A fast isogeometric solver for electrophysiology based on weak spatial form with minimal patch-wise quadrature

We present an efficient isogeometric method for solving the monodomain reaction-diffusion equation, which is fundamental in electrophysiology modeling. The Galerkin weak form is employed for spatial discretization on surfaces, enabling accurate handling of complex geometries, including multi-patch domains, and variable material properties. A semi-implicit time integration scheme is adopted to resolve the fast transients characteristic of electrophysiological dynamics. The main computational bottleneck arises from the repeated numerical integration of the forcing term coming from the ionic and applied current.

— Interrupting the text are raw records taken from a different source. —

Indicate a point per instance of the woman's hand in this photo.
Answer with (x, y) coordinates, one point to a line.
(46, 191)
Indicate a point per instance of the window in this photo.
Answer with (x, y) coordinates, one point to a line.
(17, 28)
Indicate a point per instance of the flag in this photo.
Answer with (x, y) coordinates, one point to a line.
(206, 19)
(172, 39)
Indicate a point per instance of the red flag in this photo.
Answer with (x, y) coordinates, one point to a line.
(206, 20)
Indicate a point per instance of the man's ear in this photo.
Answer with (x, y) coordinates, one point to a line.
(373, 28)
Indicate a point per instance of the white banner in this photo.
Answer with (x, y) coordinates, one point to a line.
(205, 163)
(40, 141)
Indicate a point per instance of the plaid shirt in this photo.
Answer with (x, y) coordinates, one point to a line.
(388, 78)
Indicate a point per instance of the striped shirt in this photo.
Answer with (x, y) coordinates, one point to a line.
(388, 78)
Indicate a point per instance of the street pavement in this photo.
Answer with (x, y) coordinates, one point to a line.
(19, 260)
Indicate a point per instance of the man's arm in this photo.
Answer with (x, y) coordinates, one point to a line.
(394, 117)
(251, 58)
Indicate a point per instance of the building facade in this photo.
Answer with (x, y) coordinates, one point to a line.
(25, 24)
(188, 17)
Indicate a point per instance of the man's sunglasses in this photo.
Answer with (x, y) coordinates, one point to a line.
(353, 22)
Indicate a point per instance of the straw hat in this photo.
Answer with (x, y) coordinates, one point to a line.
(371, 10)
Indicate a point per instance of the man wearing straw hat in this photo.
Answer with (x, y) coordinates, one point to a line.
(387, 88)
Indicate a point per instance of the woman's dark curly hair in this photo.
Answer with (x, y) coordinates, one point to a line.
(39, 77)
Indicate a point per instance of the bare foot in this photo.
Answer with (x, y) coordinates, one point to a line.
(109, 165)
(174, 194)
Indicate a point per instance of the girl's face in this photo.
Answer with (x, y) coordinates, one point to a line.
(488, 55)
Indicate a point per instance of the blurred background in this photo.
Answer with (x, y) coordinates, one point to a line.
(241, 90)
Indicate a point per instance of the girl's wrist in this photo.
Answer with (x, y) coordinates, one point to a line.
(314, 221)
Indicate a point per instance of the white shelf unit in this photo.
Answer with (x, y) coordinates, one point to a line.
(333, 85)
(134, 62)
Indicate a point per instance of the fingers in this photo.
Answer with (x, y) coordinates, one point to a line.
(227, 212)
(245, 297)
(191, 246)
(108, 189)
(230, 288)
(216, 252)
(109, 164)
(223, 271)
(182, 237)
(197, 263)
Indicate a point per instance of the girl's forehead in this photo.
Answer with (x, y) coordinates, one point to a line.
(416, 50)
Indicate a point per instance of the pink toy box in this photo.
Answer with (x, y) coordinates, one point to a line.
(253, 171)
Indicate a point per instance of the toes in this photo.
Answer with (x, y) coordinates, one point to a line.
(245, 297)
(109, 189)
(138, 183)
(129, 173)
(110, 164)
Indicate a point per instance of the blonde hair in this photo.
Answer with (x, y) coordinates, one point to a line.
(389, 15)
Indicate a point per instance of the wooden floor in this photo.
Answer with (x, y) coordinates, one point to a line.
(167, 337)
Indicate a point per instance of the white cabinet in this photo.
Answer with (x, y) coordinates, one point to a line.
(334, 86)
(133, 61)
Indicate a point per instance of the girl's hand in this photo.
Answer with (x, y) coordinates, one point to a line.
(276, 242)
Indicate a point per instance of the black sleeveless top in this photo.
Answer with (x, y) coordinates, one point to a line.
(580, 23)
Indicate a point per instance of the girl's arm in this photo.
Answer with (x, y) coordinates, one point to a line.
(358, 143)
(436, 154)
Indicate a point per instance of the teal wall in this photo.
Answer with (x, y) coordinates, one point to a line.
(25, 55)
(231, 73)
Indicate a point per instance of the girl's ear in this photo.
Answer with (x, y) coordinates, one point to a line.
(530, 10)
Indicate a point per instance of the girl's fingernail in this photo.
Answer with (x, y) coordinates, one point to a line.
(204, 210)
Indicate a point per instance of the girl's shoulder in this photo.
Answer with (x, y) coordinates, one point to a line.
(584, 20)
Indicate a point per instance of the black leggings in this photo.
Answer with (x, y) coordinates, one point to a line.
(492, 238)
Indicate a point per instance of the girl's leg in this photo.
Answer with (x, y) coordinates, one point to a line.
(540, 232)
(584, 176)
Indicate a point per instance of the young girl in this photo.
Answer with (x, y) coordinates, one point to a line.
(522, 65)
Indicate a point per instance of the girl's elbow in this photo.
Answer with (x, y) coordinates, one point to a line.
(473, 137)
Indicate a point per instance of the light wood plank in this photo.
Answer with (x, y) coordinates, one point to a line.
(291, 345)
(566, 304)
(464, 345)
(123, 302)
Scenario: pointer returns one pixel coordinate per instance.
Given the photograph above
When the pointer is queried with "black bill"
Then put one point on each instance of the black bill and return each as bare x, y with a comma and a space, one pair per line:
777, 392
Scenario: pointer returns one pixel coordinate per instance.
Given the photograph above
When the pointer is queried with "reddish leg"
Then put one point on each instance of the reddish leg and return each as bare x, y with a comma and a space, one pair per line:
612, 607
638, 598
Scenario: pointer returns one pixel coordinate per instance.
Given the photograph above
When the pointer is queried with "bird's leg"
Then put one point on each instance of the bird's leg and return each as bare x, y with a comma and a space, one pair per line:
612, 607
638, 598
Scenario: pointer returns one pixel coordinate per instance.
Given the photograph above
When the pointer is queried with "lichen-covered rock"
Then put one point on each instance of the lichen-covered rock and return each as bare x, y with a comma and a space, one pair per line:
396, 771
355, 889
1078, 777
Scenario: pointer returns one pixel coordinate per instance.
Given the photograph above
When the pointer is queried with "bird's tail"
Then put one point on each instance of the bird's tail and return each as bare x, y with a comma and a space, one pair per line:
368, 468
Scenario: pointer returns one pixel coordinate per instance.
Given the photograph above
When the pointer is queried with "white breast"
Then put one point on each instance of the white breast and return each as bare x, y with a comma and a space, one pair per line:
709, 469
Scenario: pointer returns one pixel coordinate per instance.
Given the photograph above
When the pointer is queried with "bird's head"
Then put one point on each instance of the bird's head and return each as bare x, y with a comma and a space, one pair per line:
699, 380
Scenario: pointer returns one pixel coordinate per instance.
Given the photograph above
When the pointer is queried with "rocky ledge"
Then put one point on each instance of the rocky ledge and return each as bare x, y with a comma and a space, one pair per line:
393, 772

To overcome this, we introduce a minimal patch-wise quadrature strategy tailored for quadratic and cubic NURBS with maximum regularity. Exploiting the high regularity of the forcing term, this scheme significantly reduces the number of integration points, approximately one per surface element, without compromising accuracy or introducing spurious solutions. The proposed solver is evaluated through several numerical experiments, ranging from planar wavefront propagation to multi-patch simulations of cardiac tissue activation considering the variable fiber orientation. The results demonstrate substantial improvements in computational efficiency, particularly for refined ionic current models governed by multiple variables, while maintaining numerical accuracy.